Time and opportunity

Rohleder reaches the heights at Accenture

GCN Gala Awards

Government Computer News will present its annual honors Oct. 25.

10 agencies will get Project Awards:

» Agriculture Department ePermits

» Federal Financial Institutions Examination Council central data repository

» Forest Service automated flight following

» Pennsylvania Public Welfare Department HCSIS services tracking system

» Social Security Administration electronic disability system

» Defense Department TriCare encounter data

» Army Combat Readiness Center risk management information system

» Interior Department GovWorks GovPay

» Homeland Security Department and Navy Space and Naval Warfare Systems Command CASM asset mapping tool

» Housing and Urban Development Public and Indian Housing Office enterprise income verification system

Four individual honors:

» Civilian Executive of the Year: Bruce James, Government Printing Office

» Industry Executive of the Year: Steve Rohleder, Accenture Ltd.

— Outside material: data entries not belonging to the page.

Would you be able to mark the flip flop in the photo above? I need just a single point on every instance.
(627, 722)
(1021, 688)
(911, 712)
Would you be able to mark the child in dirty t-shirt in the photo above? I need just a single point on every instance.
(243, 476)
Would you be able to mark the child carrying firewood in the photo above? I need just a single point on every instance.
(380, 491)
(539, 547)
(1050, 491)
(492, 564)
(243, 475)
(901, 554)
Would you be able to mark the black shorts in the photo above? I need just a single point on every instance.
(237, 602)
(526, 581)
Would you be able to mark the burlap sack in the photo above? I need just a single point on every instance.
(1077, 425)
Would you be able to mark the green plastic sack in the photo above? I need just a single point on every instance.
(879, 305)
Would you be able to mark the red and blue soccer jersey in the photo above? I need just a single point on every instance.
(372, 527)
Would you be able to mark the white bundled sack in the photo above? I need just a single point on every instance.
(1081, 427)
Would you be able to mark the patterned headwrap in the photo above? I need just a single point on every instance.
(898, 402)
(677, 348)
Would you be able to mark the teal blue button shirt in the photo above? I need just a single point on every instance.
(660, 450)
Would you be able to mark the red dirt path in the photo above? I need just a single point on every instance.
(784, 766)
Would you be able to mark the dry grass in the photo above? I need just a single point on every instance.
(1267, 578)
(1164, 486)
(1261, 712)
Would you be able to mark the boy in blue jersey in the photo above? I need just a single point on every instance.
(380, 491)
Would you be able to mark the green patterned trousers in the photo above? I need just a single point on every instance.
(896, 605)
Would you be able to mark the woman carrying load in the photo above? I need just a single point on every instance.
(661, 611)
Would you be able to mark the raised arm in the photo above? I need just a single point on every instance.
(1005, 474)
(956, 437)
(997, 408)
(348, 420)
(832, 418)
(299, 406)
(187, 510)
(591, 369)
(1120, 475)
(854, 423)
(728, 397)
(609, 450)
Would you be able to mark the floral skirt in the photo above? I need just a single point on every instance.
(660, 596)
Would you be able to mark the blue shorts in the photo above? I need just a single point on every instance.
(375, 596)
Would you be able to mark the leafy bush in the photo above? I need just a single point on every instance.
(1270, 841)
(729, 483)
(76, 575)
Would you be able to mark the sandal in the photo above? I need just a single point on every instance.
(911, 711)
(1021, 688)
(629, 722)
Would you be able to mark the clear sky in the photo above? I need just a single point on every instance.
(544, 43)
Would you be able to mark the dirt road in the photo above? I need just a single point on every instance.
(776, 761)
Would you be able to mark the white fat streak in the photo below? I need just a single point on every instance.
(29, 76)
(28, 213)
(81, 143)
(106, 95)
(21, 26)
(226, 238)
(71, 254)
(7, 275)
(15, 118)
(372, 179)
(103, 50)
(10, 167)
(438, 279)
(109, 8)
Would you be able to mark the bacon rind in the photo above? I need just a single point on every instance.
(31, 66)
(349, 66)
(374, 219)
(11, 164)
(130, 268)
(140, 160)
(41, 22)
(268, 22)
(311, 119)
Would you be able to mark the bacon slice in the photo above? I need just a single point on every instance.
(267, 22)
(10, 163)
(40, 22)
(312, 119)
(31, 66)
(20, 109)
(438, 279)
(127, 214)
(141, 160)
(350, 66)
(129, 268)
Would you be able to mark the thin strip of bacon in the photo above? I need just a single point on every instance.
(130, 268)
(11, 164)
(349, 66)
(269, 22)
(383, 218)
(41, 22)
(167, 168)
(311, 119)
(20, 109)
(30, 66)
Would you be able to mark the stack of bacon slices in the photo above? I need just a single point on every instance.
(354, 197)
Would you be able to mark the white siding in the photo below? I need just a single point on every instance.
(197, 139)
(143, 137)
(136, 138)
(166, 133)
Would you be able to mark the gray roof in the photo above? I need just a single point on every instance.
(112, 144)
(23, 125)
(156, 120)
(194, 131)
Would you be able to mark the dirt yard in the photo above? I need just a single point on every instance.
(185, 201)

» Defense Executive of the Year: Army Brig. Gen. Susan Lawrence

» Hall of Fame: Mark Forman and Arthur Cebrowski

"I realized our company has a really incredible story of constantly evolving to compete and win in the marketplace," said Steve Rohleder, chief operating officer for Accenture Ltd.

Rick Steele

For Steve Rohleder, chief operating officer of Accenture Ltd., the essence of the job is time.

"Managing the time demands of a rigorous schedule has proven to be my biggest challenge," said Rohleder, who has spent 26 years with Accenture and took the reins as COO in September 2004. "I insist on being accessible, and when you are operating in 48 countries with hundreds of offices in multiple time zones, the scheduling can be challenging."

Accenture is something of a virtual company. The Bermuda-based global management consulting, technology services and outsourcing company has 110 offices worldwide. In the United States alone, Accenture has offices in more than 30 cities in 23 states, the District of Columbia and Virginia among them.

Rohleder will be recognized Oct. 25 as Industry Executive of the Year at the Government Computer News Gala. GCN is a sister publication to Washington Technology.

As COO, Rohleder's job of ensuring that all those offices run smoothly every day has had its share of surprises. The biggest one: He finds people treat him differently.

"I don't feel I've changed," he said. "I certainly want people to feel comfortable when we are talking, but there are times when you can feel the title intimidates people."

The COO slot, which Rohleder assumed from Stephan James upon his retirement, effectively made Rohleder a big fish in a bigger Accenture pond.

He came to the company in 1981 when it was the consulting division of Arthur Andersen & Co. He had been CEO of the Government Operating Group, and before that had been the group's managing partner in the United States. He had been managing partner of Accenture's U.S. Federal operating unit from 1997 to 2000.

Staying for 26 years with the same employer is not something many people do today, either by choice or circumstance. Rohleder said he has stayed because of three characteristics that first attracted him to the company, and that he said still hold true today.

"One, we do some of the most complex, challenging work in the business, and I learn something every day.

"Two, we have extremely talented people who work in high-performance teams. Day in and day out, working in that environment is very exciting," he said.

"And three, I wanted to run my own business. We have a very entrepreneurial culture that encourages you to take responsibility."

After all that time with the company, and now running all those far-flung offices, Rohleder has a perspective on Accenture he might not have had otherwise. He said he was proud to stand on the podium of the New York Stock Exchange in July to mark the fifth anniversary of Accenture becoming a publicly held company.

"I realized our company has a really incredible story of constantly evolving to compete and win in the marketplace," he said.

And competing and winning it is. Accenture posted a net revenue of $15.5 billion for the fiscal year that ended Aug. 31, 2005. Just this year, it scored two major deals from the federal government: the Defense Enterprise Accounting Management System from the Air Force in March, a five-year contract worth $79 million; and the Common Origination and Disbursement System contract extension from the Education Department, also in March, a three-year contract worth $170 million.

Despite these prizes, Accenture still faces formidable competition in the market. Rohleder said the company's biggest challenge continues to be attracting and keeping the best people possible.

"We are in the business of providing exceptional service. To deliver that service, you need exceptional people," he said. "We are constantly pushing the organization to offer our people unparalleled experiences and rewards to ensure the talent at Accenture is second to none."

The bar will continue to be set high for this company, which Rohleder, asked to describe it in one word, called "incredible."

"I have yet to see any other organization that consistently has a relentless focus on providing value to clients, developing its workforce and delivering results to its shareholders," he said. "To me, we strive to constantly be the poster child for a high-performing business."

Rohleder has the vantage point of looking at Accenture over a long time, and regardless of the competition, he is very pleased with what he sees.

"I am very blessed to be able to see many different business environments and meet with leaders from both government and industry in many different countries," he said. "I see visionary leaders with the courage to push themselves and their organizations to achieve high performance, and I see the men and women of Accenture helping them do that. ... Seeing this day in and day out is very motivational."